Restructuring can be thought of as reorganizing the way people view, experience, and remember the world. It is achieved primarily through the process of systematic desensitization, but the treatment objectives outlined above help the therapist focus on several aspects of restructuring. In this process, defenses become more flexible, affects are freed up, anxieties are reduced to adaptive levels, and self-image and attachments to others are altered.

Defenses, Affects, . . .

The overarching goal is the resolution of the psychodynamic conflicts underlying the patient’s difficulties by systematic desensitization of their Affect Phobias. To do this, the patient first needs to give up defenses—the behaviors used to avoid conflicted adaptive affects. When the defenses are less firmly entrenched, the patient is better able to experience the adaptive affects with a reduced level of anxiety.

and Attachment

Healthy attachment means having a balance between autonomy and interdependence, with relationships that are intimate and authentic, and that also allow for healthy (rather than need-based) dependence. In addition, attachment to others is intimately intertwined with what can be thought of as "attachment to self." We all need affirmation from others throughout our lives.

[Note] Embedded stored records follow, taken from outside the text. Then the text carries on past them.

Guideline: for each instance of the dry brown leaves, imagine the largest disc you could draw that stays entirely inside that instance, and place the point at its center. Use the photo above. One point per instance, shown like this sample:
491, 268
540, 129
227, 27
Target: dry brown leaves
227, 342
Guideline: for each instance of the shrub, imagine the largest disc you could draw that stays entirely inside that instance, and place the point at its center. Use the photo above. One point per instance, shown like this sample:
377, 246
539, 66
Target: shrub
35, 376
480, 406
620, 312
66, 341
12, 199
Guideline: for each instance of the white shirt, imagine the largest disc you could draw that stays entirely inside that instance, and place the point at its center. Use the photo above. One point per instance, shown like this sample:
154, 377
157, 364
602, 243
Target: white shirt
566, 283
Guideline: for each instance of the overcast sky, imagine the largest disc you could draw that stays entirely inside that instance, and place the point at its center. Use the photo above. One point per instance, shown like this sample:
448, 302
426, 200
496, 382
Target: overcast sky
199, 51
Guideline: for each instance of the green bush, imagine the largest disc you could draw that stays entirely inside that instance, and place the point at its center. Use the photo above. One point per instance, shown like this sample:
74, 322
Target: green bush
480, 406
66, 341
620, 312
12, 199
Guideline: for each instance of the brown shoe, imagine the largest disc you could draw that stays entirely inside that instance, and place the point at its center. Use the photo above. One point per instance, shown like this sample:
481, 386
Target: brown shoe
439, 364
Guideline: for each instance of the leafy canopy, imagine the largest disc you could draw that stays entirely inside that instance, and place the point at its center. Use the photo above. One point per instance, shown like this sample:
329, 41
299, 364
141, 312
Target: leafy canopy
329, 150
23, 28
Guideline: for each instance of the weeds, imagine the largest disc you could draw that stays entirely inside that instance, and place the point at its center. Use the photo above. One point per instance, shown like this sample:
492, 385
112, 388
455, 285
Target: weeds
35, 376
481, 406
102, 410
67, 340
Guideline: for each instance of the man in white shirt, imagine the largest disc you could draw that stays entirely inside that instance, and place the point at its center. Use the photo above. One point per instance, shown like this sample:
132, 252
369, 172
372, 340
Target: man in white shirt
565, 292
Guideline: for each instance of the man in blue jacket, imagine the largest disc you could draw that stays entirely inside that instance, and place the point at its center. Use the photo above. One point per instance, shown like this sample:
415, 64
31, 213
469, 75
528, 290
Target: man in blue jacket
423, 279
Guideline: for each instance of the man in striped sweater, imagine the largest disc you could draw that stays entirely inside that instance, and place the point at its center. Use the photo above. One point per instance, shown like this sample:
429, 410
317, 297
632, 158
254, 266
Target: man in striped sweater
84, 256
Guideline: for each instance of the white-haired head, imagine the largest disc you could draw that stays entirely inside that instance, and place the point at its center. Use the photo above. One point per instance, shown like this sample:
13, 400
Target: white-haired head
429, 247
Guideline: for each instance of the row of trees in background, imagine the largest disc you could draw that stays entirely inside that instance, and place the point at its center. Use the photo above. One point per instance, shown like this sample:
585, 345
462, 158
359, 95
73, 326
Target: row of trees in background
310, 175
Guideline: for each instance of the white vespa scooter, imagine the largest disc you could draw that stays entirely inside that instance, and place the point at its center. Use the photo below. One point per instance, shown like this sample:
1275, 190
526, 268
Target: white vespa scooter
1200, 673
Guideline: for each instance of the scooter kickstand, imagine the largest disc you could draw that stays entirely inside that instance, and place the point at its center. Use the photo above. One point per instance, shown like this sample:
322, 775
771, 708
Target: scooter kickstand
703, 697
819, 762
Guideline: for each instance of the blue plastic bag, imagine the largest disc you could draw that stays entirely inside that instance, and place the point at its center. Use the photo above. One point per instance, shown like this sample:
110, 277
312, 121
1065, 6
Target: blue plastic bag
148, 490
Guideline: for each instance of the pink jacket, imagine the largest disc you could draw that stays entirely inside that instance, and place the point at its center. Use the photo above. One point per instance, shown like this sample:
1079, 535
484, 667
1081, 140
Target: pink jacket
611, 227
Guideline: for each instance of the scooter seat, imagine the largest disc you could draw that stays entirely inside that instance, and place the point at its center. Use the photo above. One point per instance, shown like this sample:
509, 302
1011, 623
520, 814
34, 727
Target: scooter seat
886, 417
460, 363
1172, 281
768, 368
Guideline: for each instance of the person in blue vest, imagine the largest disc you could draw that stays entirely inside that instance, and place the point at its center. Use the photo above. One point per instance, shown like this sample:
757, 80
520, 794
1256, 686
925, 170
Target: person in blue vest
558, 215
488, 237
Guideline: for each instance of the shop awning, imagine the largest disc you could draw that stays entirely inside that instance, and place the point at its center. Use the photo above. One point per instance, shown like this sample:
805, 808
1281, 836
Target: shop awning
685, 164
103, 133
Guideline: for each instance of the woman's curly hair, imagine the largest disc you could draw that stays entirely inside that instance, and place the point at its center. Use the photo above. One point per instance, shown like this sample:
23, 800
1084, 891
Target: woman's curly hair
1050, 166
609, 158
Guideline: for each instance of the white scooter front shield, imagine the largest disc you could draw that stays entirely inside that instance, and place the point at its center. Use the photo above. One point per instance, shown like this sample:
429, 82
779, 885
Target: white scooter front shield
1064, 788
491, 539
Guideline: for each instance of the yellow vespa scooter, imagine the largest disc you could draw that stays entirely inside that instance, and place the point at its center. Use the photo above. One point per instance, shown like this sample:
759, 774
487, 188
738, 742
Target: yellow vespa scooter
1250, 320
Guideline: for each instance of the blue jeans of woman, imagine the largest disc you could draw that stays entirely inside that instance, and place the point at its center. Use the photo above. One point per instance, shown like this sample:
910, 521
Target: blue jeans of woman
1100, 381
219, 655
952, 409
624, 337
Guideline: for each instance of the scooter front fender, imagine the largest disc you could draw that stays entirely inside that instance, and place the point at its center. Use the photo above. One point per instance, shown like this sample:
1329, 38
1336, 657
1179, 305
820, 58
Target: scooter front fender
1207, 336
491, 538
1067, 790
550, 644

But we also need to do what healthy early attachment enables people to do: hold onto and contain in our memories a "reservoir" of the love and support of others, so that we are not quickly depleted when others are absent or less affirming than we would like. Although transference distortions are readily pointed out, this therapy emphasizes the real relationship between patient and therapist to help build a new capacity for healthy attachment.

Conclusion

Our intention in this book is to offer a coherent "package" of STDP theory and technique—one that leads to effective, time-efficient therapy. Of course, every therapist assimilates new information and techniques through and then into his or her individual style. We recognize that aspects of this therapy may not be to everyone’s taste, and if that’s the case for you, we invite you to "take what you like and leave the rest." In any case, our hope is that the point of view and techniques in this book will help you as they have helped us: to do more effective and time-efficient therapy for our patients.